New Article: Participatory Research and public policy

Posted by on September 23, 2005

[posted from Community Based Participatory Research listserv]

This recently completed a paper suggests that community-based participatory research that does not take an explicit public policy approach that addresses broader determinants of health can deteriorate into an exercise in futility. The full paper is available: Please direct requests directly to draphael@yorku.ca

Identifying and Strengthening the Structural Roots of Urban Health: Participatory Policy Research and the Urban Health Agenda

Toba Bryant, PhD, Centre for Research on Inner City Health, St. Michael’s Hospital, Toronto, Canada

Dennis Raphael, PhD, School of Health Policy and Management, York University, Toronto, Canada

Robb Travers, PhD, Ontario HIV Treatment Network, Toronto, Canada

Summary
An urban health research agenda for health promoters is presented. In Canada, urban issues are emerging as a major concern of policy makers. The voices raising these issues are from the non-health sectors, but many of these issues such as increasing income inequality and poverty, homelessness and housing insecurity, and social exclusion of youth, immigrants, and ethno-racial minorities have strong health implications as they are important social determinants of health.
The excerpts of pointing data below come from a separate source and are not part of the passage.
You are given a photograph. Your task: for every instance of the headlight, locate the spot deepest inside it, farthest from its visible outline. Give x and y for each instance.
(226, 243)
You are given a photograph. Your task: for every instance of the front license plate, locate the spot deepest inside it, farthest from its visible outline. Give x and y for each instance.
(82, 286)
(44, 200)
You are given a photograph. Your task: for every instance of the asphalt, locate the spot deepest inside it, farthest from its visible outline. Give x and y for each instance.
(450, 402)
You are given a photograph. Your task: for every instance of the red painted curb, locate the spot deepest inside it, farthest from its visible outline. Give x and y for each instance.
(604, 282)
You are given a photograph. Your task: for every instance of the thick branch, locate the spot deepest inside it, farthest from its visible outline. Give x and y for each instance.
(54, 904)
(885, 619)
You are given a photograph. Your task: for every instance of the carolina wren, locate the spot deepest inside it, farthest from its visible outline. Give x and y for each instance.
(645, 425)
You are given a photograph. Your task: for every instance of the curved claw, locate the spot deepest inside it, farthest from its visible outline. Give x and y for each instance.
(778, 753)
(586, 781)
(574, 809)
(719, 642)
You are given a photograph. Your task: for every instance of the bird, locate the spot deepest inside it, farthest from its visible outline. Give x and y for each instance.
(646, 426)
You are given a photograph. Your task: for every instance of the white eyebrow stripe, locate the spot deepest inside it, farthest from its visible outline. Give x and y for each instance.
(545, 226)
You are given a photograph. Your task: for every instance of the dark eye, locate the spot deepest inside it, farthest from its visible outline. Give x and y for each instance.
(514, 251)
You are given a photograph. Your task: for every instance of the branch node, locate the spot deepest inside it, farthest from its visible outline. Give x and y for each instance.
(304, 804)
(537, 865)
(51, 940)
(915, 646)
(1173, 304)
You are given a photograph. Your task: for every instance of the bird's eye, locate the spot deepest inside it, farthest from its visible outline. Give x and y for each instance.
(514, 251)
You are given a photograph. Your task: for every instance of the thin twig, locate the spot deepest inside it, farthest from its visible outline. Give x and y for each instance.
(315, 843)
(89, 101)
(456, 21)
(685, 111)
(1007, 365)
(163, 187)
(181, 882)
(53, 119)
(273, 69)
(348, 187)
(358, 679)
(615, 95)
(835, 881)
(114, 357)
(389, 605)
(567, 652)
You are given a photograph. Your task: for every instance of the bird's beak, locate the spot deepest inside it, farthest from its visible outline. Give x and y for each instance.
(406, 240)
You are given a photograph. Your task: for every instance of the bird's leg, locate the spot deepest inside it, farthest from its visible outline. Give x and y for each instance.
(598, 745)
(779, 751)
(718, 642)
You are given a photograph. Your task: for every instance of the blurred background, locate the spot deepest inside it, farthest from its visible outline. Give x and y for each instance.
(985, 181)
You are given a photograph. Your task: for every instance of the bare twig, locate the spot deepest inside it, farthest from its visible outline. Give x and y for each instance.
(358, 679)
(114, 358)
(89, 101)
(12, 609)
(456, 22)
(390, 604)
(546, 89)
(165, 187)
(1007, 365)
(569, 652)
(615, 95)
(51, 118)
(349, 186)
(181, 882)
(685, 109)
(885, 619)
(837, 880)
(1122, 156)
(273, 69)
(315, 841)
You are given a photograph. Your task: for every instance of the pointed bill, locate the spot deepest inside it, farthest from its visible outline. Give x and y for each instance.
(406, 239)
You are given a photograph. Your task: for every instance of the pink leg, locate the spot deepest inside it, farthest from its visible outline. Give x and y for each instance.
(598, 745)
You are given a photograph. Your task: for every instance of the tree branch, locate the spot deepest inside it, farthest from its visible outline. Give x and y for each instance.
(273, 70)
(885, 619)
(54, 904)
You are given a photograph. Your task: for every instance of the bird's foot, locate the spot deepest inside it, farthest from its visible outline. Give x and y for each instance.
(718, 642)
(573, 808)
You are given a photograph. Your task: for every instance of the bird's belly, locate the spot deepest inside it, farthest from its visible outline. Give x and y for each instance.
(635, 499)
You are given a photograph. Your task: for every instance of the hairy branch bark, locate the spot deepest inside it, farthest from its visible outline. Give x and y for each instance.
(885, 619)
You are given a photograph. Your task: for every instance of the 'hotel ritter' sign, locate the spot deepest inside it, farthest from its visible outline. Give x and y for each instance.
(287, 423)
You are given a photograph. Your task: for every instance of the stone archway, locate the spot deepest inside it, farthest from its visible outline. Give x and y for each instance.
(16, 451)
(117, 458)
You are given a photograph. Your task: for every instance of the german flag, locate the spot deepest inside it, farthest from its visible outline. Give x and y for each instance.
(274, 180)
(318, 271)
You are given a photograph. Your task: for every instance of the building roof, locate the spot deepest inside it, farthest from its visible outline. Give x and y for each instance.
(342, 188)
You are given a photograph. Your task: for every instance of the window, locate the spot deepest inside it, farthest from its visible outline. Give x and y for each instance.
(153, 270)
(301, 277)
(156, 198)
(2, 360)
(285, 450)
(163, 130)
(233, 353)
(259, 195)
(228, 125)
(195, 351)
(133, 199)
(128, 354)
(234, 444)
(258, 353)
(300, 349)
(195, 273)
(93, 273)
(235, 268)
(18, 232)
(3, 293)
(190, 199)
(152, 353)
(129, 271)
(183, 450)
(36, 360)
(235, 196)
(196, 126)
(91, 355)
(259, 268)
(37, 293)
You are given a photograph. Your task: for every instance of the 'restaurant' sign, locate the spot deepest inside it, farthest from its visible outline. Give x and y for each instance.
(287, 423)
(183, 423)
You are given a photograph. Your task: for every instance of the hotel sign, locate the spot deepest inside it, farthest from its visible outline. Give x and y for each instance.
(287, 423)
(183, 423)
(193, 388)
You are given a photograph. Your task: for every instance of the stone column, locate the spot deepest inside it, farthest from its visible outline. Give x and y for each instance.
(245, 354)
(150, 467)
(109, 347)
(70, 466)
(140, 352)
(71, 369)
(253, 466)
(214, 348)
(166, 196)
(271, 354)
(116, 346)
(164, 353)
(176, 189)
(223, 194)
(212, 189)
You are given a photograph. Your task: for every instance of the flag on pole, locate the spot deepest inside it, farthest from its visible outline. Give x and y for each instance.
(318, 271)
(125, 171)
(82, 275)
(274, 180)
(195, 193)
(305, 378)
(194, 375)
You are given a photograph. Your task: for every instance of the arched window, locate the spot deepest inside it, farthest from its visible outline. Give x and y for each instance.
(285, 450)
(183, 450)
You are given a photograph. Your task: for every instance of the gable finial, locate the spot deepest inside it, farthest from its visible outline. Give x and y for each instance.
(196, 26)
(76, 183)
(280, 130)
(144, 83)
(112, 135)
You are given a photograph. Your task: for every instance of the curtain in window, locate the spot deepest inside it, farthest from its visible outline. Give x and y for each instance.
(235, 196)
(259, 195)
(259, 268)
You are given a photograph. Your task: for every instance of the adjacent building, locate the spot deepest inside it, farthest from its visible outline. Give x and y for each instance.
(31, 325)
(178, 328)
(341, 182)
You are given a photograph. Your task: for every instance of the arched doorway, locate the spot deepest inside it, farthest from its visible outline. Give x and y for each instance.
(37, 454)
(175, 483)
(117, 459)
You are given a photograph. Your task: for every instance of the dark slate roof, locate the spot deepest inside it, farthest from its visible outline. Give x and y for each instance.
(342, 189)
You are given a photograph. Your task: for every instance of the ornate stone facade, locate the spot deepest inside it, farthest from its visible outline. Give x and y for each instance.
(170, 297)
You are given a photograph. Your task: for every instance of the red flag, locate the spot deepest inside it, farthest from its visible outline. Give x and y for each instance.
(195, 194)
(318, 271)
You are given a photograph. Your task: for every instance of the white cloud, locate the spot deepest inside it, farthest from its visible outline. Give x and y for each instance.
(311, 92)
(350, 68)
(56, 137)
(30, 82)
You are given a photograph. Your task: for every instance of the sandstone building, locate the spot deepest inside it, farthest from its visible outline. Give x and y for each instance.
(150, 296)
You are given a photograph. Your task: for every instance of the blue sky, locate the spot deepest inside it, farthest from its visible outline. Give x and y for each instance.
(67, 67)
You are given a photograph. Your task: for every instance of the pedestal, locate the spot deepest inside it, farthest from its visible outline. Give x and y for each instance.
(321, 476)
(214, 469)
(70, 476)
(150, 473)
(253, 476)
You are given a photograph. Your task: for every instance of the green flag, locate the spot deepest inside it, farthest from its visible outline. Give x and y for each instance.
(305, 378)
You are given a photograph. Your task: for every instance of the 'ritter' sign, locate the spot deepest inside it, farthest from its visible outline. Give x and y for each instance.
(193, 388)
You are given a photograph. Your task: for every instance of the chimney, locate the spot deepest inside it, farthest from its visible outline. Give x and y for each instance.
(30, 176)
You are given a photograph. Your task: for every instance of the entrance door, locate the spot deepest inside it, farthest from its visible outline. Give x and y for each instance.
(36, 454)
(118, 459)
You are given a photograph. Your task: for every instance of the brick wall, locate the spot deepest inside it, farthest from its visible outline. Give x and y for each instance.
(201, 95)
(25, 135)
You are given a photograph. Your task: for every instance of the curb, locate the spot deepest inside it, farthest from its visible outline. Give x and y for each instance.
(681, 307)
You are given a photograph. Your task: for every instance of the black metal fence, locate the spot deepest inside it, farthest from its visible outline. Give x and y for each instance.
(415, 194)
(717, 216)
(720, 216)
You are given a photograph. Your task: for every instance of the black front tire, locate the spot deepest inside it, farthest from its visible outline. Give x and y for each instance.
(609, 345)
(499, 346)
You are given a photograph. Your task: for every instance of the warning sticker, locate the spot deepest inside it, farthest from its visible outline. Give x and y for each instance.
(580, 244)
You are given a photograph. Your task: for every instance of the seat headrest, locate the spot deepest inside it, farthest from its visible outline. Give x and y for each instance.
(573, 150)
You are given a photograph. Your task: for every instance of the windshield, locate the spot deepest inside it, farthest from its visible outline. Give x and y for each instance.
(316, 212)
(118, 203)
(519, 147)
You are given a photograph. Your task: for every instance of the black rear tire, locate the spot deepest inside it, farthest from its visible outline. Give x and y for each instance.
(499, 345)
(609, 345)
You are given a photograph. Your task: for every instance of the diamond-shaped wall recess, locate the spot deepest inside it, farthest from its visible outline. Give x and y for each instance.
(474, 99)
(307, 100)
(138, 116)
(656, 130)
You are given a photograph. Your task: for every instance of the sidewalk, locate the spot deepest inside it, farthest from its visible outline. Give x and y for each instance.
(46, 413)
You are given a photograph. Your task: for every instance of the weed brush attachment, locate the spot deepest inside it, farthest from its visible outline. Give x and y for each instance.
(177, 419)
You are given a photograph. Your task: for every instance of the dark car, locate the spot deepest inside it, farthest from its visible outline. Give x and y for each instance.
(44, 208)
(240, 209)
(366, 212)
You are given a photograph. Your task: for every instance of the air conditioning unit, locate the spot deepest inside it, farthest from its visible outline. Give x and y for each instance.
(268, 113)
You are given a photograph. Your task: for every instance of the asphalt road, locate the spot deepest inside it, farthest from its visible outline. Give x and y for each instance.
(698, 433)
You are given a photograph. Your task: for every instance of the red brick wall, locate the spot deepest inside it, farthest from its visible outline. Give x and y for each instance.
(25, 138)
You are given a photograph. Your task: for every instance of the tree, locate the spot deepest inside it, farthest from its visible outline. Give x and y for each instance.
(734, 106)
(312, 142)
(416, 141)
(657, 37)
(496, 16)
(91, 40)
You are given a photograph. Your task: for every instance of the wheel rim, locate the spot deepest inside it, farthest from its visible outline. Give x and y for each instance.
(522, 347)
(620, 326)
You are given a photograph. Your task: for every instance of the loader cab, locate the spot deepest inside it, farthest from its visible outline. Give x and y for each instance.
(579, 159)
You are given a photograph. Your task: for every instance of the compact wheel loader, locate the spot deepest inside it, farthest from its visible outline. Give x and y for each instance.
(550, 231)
Emphasis on these and other social determinants of health and the policy decisions that strengthen or weaken them is timely as the quality of Canadian urban environments has become especially problematic. We argue for a participatory urban health research and action agenda with four components: a) an emphasis on health promotion and the social determinants of health; b) community-based participatory research; and c) drawing on the lived experience of people to influence d) policy analysis and policy change. Urban health researchers and promoters are urged to draw upon new developments in population health and community-based health promotion theory and research to identify and strengthen the roots of urban health through citizen action on public policy.